High throughput processing
High-throughput processing (or better group processing or bulk processing) can be realized in workflow evaluation mode. Using this feature, a program can be run for a series of inputs.
Possible usage scenarios
- Run a program from scratch
- Run an existing program with further inputs
- Extend an existing program
From the user's point of view the three scenarios do not make big difference. The mode is activated as soon as the keyword vary
occurs in the code.
Run a program from scratch
The keyword to activate this mode is vary
. It indicates which variables what values will be initialized:
vary (a: 1, 2, 3), (b: false, true)
In this case a Cartesian product is constructed from the two series, i.e. totally 6 workflows (in a group) will be generated for each combination of a and b values. If the series are placed in a table then the program is executed for each row (parameter tuple):
vary ((a: 1, 2, 3), (b: false, true, true))
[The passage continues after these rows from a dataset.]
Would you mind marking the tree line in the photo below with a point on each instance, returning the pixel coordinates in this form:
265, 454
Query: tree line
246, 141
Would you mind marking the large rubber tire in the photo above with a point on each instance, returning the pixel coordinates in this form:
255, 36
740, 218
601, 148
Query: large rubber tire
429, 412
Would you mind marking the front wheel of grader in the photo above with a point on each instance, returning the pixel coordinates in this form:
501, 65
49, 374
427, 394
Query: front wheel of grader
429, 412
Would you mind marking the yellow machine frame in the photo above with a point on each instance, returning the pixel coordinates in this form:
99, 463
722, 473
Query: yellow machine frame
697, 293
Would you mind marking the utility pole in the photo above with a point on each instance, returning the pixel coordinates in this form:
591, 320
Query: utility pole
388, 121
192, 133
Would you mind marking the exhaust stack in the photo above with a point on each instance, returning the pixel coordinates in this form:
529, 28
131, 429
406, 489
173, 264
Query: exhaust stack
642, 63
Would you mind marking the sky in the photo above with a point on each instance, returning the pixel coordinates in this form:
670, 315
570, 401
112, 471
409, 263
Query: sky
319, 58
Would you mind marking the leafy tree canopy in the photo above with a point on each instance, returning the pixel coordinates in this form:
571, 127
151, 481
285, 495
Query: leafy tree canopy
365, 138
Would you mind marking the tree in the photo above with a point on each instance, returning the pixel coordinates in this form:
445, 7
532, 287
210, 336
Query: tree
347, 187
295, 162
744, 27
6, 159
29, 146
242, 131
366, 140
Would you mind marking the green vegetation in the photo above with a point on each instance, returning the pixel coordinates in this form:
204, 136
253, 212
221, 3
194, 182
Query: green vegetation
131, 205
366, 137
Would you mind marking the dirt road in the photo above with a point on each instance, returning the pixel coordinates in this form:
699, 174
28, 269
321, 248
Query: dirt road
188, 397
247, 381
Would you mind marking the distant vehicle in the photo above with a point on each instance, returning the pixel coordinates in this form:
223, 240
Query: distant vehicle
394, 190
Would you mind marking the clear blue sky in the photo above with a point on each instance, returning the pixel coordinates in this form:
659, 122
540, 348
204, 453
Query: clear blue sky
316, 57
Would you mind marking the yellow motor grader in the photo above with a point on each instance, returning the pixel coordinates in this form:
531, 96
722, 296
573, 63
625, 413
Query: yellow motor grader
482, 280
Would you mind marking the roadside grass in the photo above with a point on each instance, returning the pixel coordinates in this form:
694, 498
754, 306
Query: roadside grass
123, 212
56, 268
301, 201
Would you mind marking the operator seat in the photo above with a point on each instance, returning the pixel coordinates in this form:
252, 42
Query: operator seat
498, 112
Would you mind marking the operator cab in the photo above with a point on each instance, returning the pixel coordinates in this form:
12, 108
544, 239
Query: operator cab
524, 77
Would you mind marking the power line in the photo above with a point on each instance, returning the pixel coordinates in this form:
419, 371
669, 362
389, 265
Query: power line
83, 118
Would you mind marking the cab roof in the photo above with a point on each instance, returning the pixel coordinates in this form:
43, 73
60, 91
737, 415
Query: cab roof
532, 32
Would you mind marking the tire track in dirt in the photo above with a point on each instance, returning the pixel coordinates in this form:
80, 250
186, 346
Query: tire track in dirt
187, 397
In this case the program will be executed 3 times (3 workflows will be generated in a group), for (1, false)
, (2, true)
and (3, true)
.
Only variables can be initialized using the vary
keyword. These values in programs where only literals are allowed cannot be varied and will stay constants.
The behavior of print
statement is different in this mode. It prints a table with all varied initial values and the corresponding values to print:
print(e, f)
>>> ((e: 1.3, 1.4, 1.5), (f: 0.2, -0.1, 0.0), (a: 1, 2, 3), (b: false, true, true))
Run an existing program with further inputs
The program is loaded from the persistent storage by using a UUID. A new vary
statement is issued. The needed workflows are created accordingly.
Extend an existing program
The program is loaded from the persistent storage by using a UUID. The newly added statements are interpreted to extend the workflows correspondingly.
Nice-to-have features
vary
statements
Optionally use a single workflow from a group ignoring the This will end up with inconsistent workflows in the group. After running the same program in group mode then the possibly missing nodes in the other workflows in the group will be added. This option is helpful for developing an extension.
Collect all workflows from the persistent storage matching a program.
These do not belong to a group and vary parameters only implicitly. The print and vary statements behave like in the usual high throughput mode.
This option is helpful to add a common extension to the selected workflows, for example data analysis or add parameter variation.
Implementation
There are three approaches.
Use a group UUID in the metadata section
An advantage is the fast detection by a single query. Group extensions are possible by setting the group UUID for the new group members. The group UUID is created by default for all new program instances to make them extendable later on.
Use a linked tree based on the workflow UUID
Upstream workflows can be found by an attribute in the metadata section but downstream workflows cannot be found. Furthermore the effort is much higher than in the first method because we need one query per workflow in a group that limits the scaling for large groups.
Code based collector
Given a workflow UUID extract the code and find all workflows with certain traits. This method can also be used to find a program without UUID but by providing the source code.
Traits: full program match statement-wise, variable names match, variable types match, function definitions match, imports match - all match as sets, dependency graph match with the variables as vertices.The database is screened with these criteria by using database queries applying the cheapest criteria first.
Advantages: possibility to identify matching workflows created without the vary keyword and integrate them into virtual groups and process them together. Also the vary keyword should work.
Disadvantages: high implementation effort, possibly (worst case) high cost for collecting the workflows especially for large databases, group association not persistent.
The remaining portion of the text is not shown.